Is too much convenience inconvenient?

I have a car. I work mostly from home. I have satellite television which even allows me to watch Russian channels from the UK. I have access to fast broadband and, generally speaking, my life has lately become very well organised, at least from the convenience point of view. And yet as I feel more and more flexible in how I live my life, I also become more and more limited. I have a choice of when and where to shop. I don't have to make any specific arrangements for transport, other than find an hour when it suits me to jump into the car and go to the store. Convenient? Or isolating? How about the fact that over the last couple of years I have gotten used to avoiding driving into the city centre because I don't want to pay extortionate amounts for parking, which has meant that I just have not bothered to go into Manchester at all!

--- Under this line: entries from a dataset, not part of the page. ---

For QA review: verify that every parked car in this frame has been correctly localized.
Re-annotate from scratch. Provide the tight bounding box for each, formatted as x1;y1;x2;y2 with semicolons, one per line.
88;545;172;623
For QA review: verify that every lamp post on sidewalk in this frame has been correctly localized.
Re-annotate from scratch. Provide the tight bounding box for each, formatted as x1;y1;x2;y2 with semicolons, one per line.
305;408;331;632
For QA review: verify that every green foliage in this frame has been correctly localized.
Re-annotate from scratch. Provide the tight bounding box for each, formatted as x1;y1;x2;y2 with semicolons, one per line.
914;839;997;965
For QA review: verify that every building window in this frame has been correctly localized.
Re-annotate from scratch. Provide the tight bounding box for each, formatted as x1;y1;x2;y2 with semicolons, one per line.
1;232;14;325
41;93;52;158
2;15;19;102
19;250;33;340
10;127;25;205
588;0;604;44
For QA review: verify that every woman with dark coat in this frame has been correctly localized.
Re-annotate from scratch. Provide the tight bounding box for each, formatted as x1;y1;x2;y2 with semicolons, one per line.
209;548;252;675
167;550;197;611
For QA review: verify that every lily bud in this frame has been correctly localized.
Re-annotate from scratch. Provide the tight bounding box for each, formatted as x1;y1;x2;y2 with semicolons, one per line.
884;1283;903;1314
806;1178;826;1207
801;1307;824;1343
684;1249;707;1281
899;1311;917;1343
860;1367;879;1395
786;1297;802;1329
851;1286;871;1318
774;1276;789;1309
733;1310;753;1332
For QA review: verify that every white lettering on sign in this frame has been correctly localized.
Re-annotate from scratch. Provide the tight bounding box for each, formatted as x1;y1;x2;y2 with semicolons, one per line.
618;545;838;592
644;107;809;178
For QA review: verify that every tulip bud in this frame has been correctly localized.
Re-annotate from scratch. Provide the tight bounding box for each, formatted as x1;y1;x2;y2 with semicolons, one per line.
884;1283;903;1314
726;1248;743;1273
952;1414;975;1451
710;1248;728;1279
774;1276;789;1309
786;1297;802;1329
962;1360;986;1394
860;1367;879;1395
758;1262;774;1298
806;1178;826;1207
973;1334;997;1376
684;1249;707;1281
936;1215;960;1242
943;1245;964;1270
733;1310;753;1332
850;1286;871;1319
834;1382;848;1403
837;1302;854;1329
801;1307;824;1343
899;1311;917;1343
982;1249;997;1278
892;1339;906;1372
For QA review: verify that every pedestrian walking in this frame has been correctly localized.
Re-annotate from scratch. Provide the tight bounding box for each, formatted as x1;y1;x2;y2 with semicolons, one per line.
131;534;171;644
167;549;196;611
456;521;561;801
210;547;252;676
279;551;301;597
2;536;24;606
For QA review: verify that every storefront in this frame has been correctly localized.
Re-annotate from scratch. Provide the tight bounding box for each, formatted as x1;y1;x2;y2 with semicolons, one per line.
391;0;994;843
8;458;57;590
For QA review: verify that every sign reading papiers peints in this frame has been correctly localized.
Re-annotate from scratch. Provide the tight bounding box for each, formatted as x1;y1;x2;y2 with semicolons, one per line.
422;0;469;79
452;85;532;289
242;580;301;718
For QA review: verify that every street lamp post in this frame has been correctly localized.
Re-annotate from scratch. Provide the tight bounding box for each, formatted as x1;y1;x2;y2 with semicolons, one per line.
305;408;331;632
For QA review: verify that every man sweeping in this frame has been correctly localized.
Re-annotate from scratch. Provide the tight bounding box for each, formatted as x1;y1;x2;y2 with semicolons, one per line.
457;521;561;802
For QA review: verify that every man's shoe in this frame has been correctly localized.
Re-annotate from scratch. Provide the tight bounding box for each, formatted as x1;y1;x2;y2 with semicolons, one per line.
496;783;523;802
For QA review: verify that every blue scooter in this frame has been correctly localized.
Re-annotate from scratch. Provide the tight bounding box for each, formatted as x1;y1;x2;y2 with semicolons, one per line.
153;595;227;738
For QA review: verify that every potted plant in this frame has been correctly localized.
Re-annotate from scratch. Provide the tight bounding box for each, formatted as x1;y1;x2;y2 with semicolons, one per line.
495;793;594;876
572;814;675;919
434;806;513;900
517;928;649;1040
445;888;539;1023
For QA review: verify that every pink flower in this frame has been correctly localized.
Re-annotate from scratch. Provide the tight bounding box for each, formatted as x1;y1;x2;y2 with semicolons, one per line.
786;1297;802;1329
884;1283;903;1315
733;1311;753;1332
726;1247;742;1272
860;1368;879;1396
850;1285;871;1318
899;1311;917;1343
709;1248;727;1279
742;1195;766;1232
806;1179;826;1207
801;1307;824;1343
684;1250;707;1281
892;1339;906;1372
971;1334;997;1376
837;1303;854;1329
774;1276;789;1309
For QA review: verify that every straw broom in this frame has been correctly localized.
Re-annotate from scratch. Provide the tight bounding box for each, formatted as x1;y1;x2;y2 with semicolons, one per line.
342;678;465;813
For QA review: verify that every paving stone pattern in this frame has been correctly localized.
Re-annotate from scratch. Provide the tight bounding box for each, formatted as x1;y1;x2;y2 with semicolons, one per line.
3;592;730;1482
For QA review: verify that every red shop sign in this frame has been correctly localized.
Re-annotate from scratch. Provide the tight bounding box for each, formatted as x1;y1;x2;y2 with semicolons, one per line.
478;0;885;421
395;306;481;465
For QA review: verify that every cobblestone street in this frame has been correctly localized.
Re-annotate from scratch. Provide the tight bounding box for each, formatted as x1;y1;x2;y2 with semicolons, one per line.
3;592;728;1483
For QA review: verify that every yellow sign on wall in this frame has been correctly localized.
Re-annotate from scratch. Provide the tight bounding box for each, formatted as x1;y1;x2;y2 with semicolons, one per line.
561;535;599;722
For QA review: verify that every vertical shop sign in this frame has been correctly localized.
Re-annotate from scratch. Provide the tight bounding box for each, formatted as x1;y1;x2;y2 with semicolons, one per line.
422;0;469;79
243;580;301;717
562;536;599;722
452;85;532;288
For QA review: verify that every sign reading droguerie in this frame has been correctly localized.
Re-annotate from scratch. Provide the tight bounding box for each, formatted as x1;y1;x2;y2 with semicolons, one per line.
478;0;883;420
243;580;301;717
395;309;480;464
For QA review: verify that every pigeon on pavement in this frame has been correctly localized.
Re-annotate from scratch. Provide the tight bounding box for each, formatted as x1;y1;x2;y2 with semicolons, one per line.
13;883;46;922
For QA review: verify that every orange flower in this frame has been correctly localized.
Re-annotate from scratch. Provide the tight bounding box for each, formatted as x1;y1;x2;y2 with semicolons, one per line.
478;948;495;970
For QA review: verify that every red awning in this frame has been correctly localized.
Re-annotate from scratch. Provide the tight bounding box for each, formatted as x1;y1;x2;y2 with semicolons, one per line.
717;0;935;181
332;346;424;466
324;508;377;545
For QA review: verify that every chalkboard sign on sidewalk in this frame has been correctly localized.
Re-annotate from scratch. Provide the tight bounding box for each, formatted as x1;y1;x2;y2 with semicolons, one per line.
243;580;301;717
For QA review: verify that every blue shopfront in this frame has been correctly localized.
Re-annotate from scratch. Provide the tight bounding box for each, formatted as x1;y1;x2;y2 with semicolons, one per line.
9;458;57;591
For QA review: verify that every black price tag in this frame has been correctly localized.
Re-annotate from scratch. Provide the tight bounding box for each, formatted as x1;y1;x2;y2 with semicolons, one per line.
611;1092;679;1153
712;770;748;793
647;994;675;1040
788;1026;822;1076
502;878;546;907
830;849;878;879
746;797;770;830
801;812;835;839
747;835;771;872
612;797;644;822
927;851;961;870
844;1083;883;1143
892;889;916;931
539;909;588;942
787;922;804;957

Of course, this is all a choice. Watching TV at night when I could be writing, or sleeping, is my choice. And driving the car to go to the gym when I live next door to the largest municipal park in Europe is also my choice. But I wonder how I got to this point, where it takes something drastic like my car needing repairs for me to realise that I have been limiting myself, and my life. And that's the thing about all the wonderfully convenient things that we now have: we have to learn to control how much access we give these things in our life. If we watch TV and that replaces us experiencing things for ourselves - that's too much access. When we drive the car instead of walking with our kids to school and miss out on watching them go on their bike or scooter faster than the day before - that's too much access. When I don't exercise on the days that my husband has the car - that's too much control.

For a creative person, this is almost creative death. I have not been feeding my funnel and now it's running out of  material because I have locked myself into this very convenient situation. So I am going to take action. I will only use my car when I have to, and to make that easier I might even choose to not have a car for a few months. I will watch all my favourite TV shows in one go, probably at the weekend when I want to vegetate. Knowing me, I'd probably lose interest pretty quickly anyway and go off TV completely - it has happened before!

But the most important thing is that I will consciously get myself out there, into the currently very wet world, and start filling my funnel with random rencontres, observations and, mainly, people, because let's face it, what is art without people?